No segundo tema, a coragem necessária seria de outra natureza, ainda mais difícil: a coragem de se enfrentar a si próprio e os seus instintos tribais naturais, ao assumir que do seu lado também há algo podre. A cedência mental de romper com a tribo exige uma coragem que vai para além da coragem física: exige coragem social, em muitas casos muito mais complicada, principalmente para quem sente bastante animosidade em relação à outra tribo. E aos poucos a direita vai-se deixando contaminar, perdendo legitimidade moral aos olhos dos mais moderados e permitindo que as suas bandeiras sejam associadas a ideias que a maioria prefere manter enterradas.

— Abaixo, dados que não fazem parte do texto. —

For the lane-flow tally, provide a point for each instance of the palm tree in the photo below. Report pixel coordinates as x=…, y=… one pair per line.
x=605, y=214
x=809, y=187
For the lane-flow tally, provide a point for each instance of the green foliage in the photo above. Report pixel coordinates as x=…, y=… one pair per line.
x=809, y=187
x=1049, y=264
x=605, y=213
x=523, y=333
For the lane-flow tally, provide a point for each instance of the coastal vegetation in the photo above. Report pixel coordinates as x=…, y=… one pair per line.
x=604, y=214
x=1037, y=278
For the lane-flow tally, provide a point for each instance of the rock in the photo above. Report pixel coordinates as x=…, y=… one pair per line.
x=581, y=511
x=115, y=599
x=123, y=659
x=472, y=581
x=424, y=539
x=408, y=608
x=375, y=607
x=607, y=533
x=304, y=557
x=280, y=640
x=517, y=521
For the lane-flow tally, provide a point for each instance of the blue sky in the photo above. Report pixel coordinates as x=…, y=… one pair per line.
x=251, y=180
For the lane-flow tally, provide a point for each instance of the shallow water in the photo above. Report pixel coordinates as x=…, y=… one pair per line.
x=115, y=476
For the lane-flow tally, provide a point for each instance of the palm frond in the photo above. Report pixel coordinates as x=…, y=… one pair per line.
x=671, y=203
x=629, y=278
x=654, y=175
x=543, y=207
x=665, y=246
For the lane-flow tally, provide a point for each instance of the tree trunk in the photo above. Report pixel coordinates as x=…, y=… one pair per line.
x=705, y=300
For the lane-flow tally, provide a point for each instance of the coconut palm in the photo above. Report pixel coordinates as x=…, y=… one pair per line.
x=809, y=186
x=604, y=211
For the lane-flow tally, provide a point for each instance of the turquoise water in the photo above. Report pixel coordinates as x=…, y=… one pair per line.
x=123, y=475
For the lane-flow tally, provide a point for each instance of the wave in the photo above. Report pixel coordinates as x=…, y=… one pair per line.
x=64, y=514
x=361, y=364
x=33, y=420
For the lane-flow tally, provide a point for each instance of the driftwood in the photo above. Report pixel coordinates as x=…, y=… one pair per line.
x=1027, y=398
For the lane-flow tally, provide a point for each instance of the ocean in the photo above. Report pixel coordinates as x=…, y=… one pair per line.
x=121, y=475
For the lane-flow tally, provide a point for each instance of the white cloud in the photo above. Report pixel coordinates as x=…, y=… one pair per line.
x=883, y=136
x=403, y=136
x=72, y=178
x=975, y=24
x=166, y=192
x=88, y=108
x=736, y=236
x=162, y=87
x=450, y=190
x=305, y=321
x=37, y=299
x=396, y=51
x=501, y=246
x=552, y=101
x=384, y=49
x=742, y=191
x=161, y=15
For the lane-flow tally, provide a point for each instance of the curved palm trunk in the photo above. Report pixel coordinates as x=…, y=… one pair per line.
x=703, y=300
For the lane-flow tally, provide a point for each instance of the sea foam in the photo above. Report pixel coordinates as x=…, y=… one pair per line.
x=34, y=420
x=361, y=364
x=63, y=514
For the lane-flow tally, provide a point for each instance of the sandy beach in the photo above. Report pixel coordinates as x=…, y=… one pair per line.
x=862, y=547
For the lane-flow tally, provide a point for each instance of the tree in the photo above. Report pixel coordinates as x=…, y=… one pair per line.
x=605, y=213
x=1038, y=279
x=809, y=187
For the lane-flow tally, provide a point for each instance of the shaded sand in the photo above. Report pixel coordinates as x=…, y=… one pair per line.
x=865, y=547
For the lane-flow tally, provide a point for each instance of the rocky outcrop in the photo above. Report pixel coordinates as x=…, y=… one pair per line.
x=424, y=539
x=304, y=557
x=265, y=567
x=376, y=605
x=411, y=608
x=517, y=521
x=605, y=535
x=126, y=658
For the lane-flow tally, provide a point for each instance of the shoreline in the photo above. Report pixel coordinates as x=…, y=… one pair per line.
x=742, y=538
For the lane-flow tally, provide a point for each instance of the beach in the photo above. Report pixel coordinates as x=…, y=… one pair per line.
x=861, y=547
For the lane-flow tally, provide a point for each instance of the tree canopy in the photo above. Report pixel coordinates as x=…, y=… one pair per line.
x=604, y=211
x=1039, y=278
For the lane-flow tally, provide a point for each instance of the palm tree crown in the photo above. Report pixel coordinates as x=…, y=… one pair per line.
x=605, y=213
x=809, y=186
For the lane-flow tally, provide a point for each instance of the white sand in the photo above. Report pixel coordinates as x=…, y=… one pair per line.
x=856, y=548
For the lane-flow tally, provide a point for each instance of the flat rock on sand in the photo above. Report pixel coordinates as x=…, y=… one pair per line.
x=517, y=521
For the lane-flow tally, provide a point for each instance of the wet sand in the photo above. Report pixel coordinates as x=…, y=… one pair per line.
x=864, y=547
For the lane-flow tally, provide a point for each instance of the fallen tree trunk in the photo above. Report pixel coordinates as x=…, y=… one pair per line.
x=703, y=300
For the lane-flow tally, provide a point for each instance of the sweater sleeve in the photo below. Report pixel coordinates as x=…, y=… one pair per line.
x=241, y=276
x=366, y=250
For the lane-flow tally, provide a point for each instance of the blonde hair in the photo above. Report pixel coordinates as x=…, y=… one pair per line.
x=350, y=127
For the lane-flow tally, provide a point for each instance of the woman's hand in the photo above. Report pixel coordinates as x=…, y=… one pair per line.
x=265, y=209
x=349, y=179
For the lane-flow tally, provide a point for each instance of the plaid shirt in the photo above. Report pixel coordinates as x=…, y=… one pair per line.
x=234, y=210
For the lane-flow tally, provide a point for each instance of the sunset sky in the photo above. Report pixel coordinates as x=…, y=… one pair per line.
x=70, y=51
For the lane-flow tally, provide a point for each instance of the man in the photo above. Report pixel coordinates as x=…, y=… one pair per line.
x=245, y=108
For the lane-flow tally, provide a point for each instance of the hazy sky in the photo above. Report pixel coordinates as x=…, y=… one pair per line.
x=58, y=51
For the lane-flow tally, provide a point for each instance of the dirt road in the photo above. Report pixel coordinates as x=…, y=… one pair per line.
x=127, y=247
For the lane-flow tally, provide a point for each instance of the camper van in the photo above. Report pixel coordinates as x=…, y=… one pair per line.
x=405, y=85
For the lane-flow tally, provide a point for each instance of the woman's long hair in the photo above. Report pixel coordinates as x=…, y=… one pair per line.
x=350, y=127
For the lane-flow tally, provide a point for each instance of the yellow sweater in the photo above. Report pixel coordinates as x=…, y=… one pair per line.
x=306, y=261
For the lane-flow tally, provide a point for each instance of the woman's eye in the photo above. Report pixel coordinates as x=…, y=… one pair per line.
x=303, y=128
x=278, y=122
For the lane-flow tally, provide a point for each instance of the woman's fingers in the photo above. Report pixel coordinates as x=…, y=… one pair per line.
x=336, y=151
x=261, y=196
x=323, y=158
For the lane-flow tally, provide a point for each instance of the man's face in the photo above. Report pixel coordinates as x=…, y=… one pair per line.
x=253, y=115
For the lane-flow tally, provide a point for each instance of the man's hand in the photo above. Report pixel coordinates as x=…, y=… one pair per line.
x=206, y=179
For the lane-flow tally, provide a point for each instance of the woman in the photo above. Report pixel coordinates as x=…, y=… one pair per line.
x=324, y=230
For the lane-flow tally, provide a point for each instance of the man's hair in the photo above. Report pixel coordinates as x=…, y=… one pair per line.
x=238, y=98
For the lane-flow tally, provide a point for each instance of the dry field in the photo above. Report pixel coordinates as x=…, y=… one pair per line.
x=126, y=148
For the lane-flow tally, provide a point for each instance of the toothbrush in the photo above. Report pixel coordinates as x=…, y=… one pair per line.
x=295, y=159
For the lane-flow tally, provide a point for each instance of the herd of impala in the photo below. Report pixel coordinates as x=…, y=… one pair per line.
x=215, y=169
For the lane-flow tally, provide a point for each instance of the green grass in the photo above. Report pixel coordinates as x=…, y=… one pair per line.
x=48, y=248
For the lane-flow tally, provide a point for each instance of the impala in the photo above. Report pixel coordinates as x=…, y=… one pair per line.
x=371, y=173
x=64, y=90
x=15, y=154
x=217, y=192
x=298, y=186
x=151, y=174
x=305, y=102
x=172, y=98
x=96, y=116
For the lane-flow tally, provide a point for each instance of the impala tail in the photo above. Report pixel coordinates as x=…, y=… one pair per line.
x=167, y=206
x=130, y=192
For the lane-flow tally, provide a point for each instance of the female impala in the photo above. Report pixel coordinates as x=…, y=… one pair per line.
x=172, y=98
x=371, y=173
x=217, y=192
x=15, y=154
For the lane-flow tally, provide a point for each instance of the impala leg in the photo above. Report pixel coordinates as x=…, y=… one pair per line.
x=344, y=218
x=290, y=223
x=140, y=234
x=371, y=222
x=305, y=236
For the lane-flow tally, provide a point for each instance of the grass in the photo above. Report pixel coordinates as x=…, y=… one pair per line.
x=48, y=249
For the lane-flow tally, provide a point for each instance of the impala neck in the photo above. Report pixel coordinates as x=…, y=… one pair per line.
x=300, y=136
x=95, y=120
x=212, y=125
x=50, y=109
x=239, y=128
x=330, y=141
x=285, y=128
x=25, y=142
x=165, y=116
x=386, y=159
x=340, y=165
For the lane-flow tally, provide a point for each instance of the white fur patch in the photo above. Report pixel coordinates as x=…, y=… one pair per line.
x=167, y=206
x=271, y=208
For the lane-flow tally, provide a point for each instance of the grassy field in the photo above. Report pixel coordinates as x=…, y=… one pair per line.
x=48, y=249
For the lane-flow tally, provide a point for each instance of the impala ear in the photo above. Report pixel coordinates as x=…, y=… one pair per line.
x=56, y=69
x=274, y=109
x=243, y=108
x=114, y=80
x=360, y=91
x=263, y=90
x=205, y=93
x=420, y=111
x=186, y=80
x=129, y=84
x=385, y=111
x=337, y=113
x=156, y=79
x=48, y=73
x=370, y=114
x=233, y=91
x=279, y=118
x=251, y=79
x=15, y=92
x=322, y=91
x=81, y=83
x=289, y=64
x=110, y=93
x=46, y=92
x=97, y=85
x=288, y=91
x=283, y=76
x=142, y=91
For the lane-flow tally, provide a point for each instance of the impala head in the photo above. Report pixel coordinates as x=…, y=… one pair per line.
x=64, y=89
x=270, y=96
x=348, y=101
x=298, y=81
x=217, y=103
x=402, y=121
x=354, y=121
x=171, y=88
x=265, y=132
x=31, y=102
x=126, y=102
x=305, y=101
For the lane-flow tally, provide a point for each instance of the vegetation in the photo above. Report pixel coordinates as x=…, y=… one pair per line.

Com fundos europeus a chegar, dá jeito à corte ter um bobo a distrair o país com o acessório para que ninguém olhe o essencial. Dá jeito ter alguém que dilui a autoridade moral do espaço não socialista para fazer oposição. Dá jeito à corte ter alguém a falar de temas que até podem ser “politicamente incorrectos” ou “irritar a esquerda”, mas pouco afectam a corte naquilo que lhe é mais importante: o controlo da máquina do estado e capacidade de extrair dinheiro à economia privada. Da próxima vez que o governo puser um zero à direita numa qualquer despesa, lá continuaremos a olhar para outros zeros… à direita.